Toy company Jakks Pacific Inc (JAKK.O) slashed its full-year forecast and said it would substantially cut jobs, citing disappointing sales from two new licensed brands and a shift in children's playing preference to electronic devices.
Jakks' shares fell as much as 28 percent after hours, as the company suspended its quarterly dividend and announced a restructuring plan involving a "substantial reduction of leased space, employees and other overhead expenses".
The company said several retailers in the United States and Europe had cut orders and that several of its key products, including the Monsuno and Winx Club brands, performed poorly.
In 2012, Jakks launched the Monsuno line of action figures, playsets and accessories, based on the Japanese-style animated television show of the same name, in part to make up for the loss of its Pokemon license.
Its Winx Club dolls, also launched last year, are based on an Italian animated series.

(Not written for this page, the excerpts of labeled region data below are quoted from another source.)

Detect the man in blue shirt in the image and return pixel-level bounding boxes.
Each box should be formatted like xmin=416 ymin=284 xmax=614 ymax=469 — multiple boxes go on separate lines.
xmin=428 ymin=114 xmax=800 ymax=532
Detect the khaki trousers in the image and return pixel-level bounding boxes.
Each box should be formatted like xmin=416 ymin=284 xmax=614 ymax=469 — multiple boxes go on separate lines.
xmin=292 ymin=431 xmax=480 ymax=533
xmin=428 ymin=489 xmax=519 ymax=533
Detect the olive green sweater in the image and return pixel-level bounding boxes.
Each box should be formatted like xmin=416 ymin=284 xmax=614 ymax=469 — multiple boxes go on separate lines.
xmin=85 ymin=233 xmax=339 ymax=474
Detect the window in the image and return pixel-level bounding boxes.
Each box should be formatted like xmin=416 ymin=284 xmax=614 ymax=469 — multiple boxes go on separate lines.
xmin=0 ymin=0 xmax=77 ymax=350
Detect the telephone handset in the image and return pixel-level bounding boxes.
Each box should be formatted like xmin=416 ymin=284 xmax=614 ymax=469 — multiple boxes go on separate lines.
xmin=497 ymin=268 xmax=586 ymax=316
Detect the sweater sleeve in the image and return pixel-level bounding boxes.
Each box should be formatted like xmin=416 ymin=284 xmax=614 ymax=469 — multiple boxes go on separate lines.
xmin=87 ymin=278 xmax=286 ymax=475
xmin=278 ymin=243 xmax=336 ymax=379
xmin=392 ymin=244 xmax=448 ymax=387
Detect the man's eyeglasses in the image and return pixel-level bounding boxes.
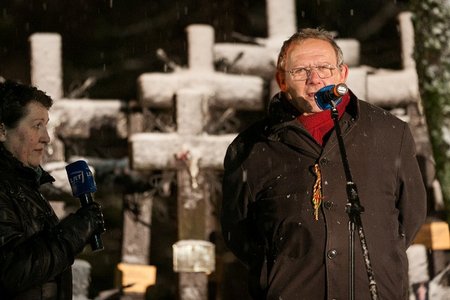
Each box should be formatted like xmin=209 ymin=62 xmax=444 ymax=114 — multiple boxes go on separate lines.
xmin=286 ymin=65 xmax=336 ymax=80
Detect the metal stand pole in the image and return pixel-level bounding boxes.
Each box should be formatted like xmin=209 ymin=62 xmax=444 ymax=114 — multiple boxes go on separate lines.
xmin=331 ymin=101 xmax=378 ymax=300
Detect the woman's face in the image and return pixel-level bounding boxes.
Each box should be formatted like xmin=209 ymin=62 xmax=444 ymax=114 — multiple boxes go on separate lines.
xmin=0 ymin=101 xmax=50 ymax=167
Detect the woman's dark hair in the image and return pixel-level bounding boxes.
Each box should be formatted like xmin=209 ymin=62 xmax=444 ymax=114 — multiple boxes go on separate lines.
xmin=0 ymin=80 xmax=53 ymax=128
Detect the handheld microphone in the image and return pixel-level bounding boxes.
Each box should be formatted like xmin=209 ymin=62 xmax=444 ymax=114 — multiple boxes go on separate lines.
xmin=66 ymin=160 xmax=104 ymax=251
xmin=314 ymin=83 xmax=348 ymax=110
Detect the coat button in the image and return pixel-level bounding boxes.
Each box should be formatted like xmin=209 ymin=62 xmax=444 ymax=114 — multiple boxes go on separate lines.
xmin=327 ymin=249 xmax=337 ymax=259
xmin=323 ymin=201 xmax=333 ymax=209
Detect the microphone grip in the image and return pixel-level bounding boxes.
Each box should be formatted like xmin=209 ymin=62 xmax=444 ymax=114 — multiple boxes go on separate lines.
xmin=79 ymin=193 xmax=104 ymax=252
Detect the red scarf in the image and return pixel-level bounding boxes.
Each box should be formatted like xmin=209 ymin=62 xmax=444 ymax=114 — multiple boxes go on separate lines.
xmin=297 ymin=94 xmax=350 ymax=145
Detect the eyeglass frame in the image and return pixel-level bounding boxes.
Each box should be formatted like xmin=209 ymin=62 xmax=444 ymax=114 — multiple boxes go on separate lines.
xmin=284 ymin=64 xmax=342 ymax=81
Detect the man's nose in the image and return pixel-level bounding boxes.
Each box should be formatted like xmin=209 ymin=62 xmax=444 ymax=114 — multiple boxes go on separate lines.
xmin=40 ymin=128 xmax=51 ymax=144
xmin=306 ymin=68 xmax=321 ymax=81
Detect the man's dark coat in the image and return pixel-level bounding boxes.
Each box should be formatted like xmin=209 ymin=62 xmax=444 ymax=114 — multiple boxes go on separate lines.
xmin=221 ymin=93 xmax=426 ymax=300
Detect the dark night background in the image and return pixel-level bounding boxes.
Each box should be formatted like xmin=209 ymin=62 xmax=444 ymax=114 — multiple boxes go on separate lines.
xmin=0 ymin=0 xmax=407 ymax=100
xmin=0 ymin=0 xmax=414 ymax=300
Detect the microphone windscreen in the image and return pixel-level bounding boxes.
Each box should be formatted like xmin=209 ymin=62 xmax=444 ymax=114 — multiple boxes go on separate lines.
xmin=66 ymin=160 xmax=97 ymax=197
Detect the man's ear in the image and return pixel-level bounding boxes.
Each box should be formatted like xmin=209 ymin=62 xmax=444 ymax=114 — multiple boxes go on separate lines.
xmin=0 ymin=123 xmax=6 ymax=142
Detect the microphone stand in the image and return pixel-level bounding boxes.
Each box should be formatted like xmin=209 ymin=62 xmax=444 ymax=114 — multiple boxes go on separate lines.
xmin=331 ymin=101 xmax=378 ymax=300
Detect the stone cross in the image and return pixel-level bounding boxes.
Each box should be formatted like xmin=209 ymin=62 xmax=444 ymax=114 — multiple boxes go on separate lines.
xmin=130 ymin=25 xmax=263 ymax=300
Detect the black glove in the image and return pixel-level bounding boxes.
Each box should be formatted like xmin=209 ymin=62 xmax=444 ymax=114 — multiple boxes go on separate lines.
xmin=58 ymin=202 xmax=105 ymax=256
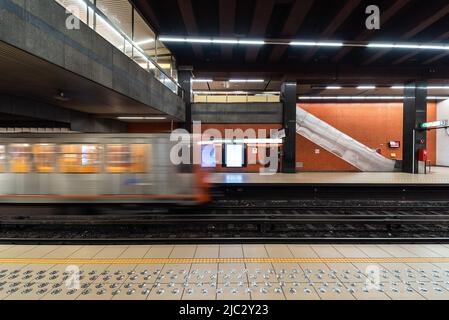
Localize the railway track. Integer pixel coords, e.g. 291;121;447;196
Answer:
0;200;449;243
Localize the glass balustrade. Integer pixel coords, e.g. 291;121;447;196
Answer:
55;0;182;96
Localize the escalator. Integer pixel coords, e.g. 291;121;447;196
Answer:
296;107;397;172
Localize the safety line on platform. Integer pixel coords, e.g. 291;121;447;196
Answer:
0;257;449;265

"They put all their trust in that Monsuno was going to be good or Winx was going to be good," Needham & Co's Sean McGowan said.
"They made big guarantees to get those licenses, but they have underperformed."

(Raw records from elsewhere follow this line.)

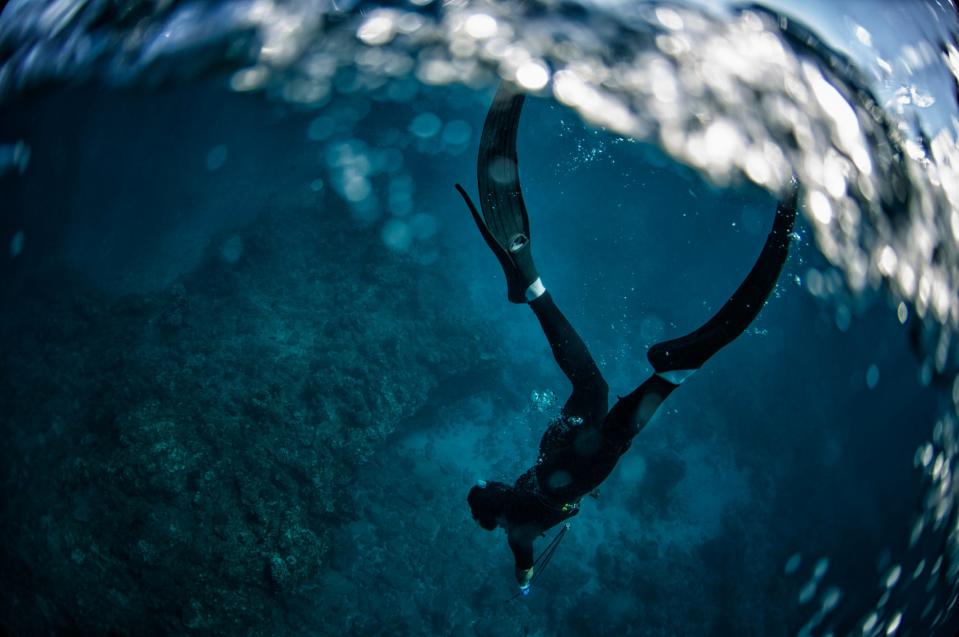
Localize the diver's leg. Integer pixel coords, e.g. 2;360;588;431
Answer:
646;187;797;384
603;188;796;453
529;292;609;423
456;82;545;303
602;374;679;442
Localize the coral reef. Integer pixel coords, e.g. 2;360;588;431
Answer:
0;210;490;635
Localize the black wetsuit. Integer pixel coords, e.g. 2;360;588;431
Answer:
506;192;796;571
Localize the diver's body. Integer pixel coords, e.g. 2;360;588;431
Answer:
457;84;796;590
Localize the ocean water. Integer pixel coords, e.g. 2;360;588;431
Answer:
0;0;959;637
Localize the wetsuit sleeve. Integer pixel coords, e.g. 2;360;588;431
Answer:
529;292;609;420
508;534;533;571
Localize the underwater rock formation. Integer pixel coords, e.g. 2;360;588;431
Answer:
0;210;496;635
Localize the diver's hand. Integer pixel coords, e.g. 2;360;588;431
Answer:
516;566;534;595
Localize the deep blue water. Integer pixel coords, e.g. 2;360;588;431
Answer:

The company did not break out sales for either brand.
Jakks, which also sells toys under such licenses as Cabbage Patch Kids and Hello Kitty, posted a surprise second-quarter loss of $2.14 per share, as sales fell 27 percent to $106.2 million.
Chief Executive Stephen Berman said results were also hurt by the shift in play patterns of children of all ages to smart devices.

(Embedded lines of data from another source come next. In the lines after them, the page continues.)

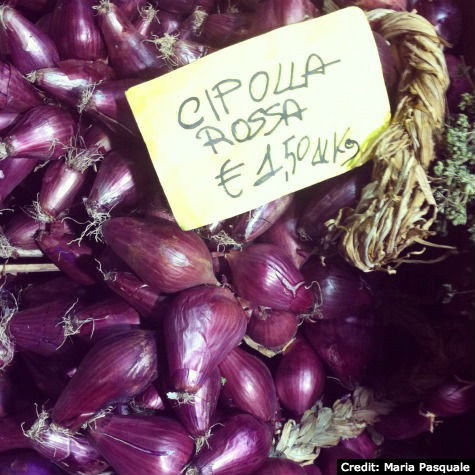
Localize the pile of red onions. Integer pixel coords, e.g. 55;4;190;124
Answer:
0;0;474;475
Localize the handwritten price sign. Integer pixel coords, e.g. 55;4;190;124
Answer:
127;7;390;230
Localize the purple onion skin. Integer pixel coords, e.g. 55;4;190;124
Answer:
302;258;373;320
102;217;217;293
412;0;463;46
74;297;140;342
0;451;61;475
89;415;193;475
36;222;96;285
274;338;325;415
9;299;74;356
32;59;115;107
164;286;247;393
97;3;167;79
374;404;433;440
304;314;377;388
49;0;107;61
225;194;294;243
191;414;272;475
219;348;278;421
0;5;59;74
226;244;314;313
0;61;42;112
423;378;474;417
254;457;306;475
0;157;37;203
0;106;75;160
247;308;299;351
171;369;221;437
52;330;157;430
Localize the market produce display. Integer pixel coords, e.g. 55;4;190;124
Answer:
0;0;475;475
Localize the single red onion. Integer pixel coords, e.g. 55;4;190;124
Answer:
164;286;247;393
412;0;463;46
0;5;59;74
167;369;222;438
89;415;193;475
246;308;299;352
0;106;75;160
49;0;107;61
302;258;373;319
254;457;305;475
0;61;42;112
423;378;474;417
96;0;167;79
36;222;96;285
259;204;312;269
26;411;109;475
219;348;278;421
52;330;157;430
274;338;325;415
29;59;115;106
0;450;61;475
304;314;377;388
185;414;272;475
374;403;434;440
102;217;217;293
0;157;37;204
226;244;314;313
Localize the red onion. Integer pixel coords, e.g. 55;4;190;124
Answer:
49;0;107;61
0;106;75;160
36;222;96;285
247;308;298;352
96;0;167;79
412;0;463;46
0;5;59;74
226;244;313;313
219;348;277;421
167;369;221;438
164;286;247;392
254;457;305;475
26;411;108;475
0;157;37;204
423;378;474;417
305;314;376;388
89;415;193;475
0;451;61;475
302;258;373;319
29;59;115;106
0;61;42;112
374;404;434;440
186;414;272;475
274;338;325;415
52;330;157;430
102;217;217;293
259;205;312;269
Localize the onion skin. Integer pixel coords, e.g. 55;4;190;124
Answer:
191;414;272;475
219;348;278;422
254;457;306;475
102;217;217;293
171;369;221;437
164;286;247;393
274;338;325;415
89;415;193;475
0;61;42;112
49;0;107;61
52;330;157;430
247;308;299;352
0;5;59;74
0;106;75;160
226;244;313;313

The world's largest toymaker, Mattel Inc (MAT.O), posted a much weaker-than-expected profit earlier on Wednesday, hurt by declining sales of its iconic Barbie doll.
Jakks now expects to post a loss of about $56.1 million, or $2.56 per share, for the full year. It had earlier forecast earnings of 63-68 cents per share.
However, Needham's McGowan said he doesn't expect the company to make even its revised forecast, saying it does not have any other licenses to help boost results in the second half of the year.
Jakks said it expects to return to profitability in 2014.
Full-year sales are expected to come in at around $620 million, down from the $694 million to 700 million the company had forecast in February..
Shares of the company, which have declined 27 percent over the last 12 months, were trading down 22 percent after the bell. They closed at $11.48 on the Nasdaq on Wednesday.